First, chop up your onion. I just did largish chunks of onion. You want to cut all the veggies around a similar size. I heated a large pan on med/low heat with a few tablespoons of olive oil. When that began to heat I added the minced garlic. keep it moving around so it doesn't burn. Add the onion. Next chop up your bell pepper, zucchini and squash. When your onions have cooked down till they are fairly soft and translucent, add the bell pepper, squash and zuchhini. While this is cooking you can start cooking your quinoa according to the package directions. (it usually will take around 15 to 20 min so plan to cook it when your chicken has about 20 min left.) You can add your seasonings; paprika, cumin, dill, salt and pepper.
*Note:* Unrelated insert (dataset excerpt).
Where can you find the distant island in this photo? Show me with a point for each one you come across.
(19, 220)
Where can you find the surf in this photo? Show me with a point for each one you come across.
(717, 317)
While this is cooking, roughly chop the almonds and put them in a dry nonstick pan on low heat. this is just to toast them and bring out the natural oils.
Once the quinoa is done cooking, add it to the pan with the veggies. You can then add the lemon juice and add more seasoning if you would like. When the chicken is ready, serve it all up together and top the quinoa with the almonds and some fresh basil. You're done!